Title: The Inventive Act of Reading
Author: CS de Beer
ISBN: 978-1-92033-552-6
UIT DRUK

The importance of reading and of reading well in an age characterised by the decline of literacy and literateness cannot be overemphasised. It seems decisive to bring out the importance of reading at a time when it seems as if this enriching human endeavour is no longer of central importance for intellectual life to flourish.

This publication claims a high level of relevance and deserves to be carefully attended to. An active discussion on ways to replace a culture of illiteracy (camouflaged as functional literacy) with the full scope of comprehensive literacy is desperately needed in society.
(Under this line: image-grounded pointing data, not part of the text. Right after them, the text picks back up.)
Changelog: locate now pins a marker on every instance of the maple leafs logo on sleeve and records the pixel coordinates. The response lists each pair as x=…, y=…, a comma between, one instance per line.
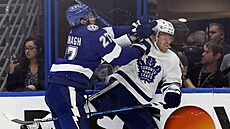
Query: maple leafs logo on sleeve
x=148, y=71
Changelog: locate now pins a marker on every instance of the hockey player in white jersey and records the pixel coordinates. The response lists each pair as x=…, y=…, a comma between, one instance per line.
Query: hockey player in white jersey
x=87, y=46
x=137, y=81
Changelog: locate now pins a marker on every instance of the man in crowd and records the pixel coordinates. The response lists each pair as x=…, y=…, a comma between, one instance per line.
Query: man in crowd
x=215, y=32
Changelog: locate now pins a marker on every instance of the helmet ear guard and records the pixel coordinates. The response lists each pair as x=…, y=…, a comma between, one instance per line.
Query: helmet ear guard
x=76, y=12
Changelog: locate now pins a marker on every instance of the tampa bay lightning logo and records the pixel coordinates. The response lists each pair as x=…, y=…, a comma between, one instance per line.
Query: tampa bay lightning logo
x=148, y=71
x=92, y=27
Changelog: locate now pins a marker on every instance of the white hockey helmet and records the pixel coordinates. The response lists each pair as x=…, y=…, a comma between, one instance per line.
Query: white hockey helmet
x=164, y=26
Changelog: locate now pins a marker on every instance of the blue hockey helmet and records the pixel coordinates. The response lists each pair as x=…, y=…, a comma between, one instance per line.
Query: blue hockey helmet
x=77, y=12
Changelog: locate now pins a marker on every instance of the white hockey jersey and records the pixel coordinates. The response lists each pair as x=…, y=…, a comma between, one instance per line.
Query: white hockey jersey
x=141, y=76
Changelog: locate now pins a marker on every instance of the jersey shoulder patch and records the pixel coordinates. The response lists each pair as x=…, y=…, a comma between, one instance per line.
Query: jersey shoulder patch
x=92, y=27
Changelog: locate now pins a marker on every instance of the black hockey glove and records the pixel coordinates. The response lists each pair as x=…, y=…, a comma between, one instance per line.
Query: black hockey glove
x=144, y=46
x=172, y=97
x=142, y=20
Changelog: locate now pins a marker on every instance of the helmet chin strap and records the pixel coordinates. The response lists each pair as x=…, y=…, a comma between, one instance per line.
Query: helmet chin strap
x=155, y=43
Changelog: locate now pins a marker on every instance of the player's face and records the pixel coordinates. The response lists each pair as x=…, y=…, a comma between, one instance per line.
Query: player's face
x=214, y=34
x=164, y=41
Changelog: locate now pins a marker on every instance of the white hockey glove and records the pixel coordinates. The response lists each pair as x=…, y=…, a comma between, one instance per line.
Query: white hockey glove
x=144, y=46
x=172, y=96
x=142, y=20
The comprehensively literate person would be the reader who engages in the act of reading in an adventurous way. That would imply: Rather than merely repeating texts or memorising texts, readers should be able to come up, in their reading of texts, with new meanings for constant change and new circumstances: inventive acts of reading. This implies a plea for an education to full readership and by implication to the cultivation of comprehensive literacy. No reader should ever be satisfied with the minimum of meaning. The richness of being and the wealth of language guarantee to readers, and for any text to be read, an equal wealth of meanings, and richness of inventions for all circumstances of life.

 

The author

Prof. CS (Fanie) de Beer is Emeritus Professor in the Depart­ment of Information Science, University of South Africa (Unisa), Pretoria, and is currently related to the Department of Information Science, University of Pretoria.
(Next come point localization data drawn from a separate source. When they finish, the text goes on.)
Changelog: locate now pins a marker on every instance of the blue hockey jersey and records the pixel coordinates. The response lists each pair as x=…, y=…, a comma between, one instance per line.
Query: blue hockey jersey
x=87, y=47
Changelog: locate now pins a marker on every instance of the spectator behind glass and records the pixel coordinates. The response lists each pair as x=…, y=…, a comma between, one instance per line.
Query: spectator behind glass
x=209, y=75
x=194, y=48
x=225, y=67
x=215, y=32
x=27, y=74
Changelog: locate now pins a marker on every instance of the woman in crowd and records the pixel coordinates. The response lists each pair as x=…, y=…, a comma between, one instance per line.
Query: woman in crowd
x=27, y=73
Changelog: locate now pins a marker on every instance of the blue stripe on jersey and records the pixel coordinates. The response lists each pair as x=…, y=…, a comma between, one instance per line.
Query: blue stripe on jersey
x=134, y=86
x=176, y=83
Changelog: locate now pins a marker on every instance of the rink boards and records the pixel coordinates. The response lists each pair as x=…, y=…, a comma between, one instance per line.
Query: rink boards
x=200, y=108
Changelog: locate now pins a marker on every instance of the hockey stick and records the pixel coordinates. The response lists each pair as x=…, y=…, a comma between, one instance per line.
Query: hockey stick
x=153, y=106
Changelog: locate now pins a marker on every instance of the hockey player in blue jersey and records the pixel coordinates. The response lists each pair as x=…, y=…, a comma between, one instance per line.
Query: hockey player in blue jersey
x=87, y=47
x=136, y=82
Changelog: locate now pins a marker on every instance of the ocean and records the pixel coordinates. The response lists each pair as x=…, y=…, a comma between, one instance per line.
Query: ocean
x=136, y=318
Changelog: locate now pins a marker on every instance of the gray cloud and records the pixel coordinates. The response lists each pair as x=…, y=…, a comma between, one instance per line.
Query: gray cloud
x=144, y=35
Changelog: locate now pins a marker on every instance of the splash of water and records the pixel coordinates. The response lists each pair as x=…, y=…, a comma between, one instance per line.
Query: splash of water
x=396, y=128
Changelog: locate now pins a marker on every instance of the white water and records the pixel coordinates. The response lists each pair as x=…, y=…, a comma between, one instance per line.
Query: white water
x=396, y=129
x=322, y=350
He graduated in Agriculture, and Philosophy (doctoral studies), at the University of Pretoria and acquired a post-doc­toral qualification in Philosophy at the University of Paris X. Nanterre, France. He taught Philosophy, Com­­munications and Information Science at various universities, undertook research in all these fields, and was involved in consultancy work in the fields of knowledge generation, invention, dissemination and application. He is currently engaged in research in the following fields: the philosophy and theory of in­formation, philosophies and theories of technics and technology, of knowledge invention, dissemination and utilisation. He is also committed to research on reading theory and literacy, on the re-invention of human spirituality and noology, on the ethics of knowledge and science, and on theories of informatisation and plasticity.

He has published widely in all these fields.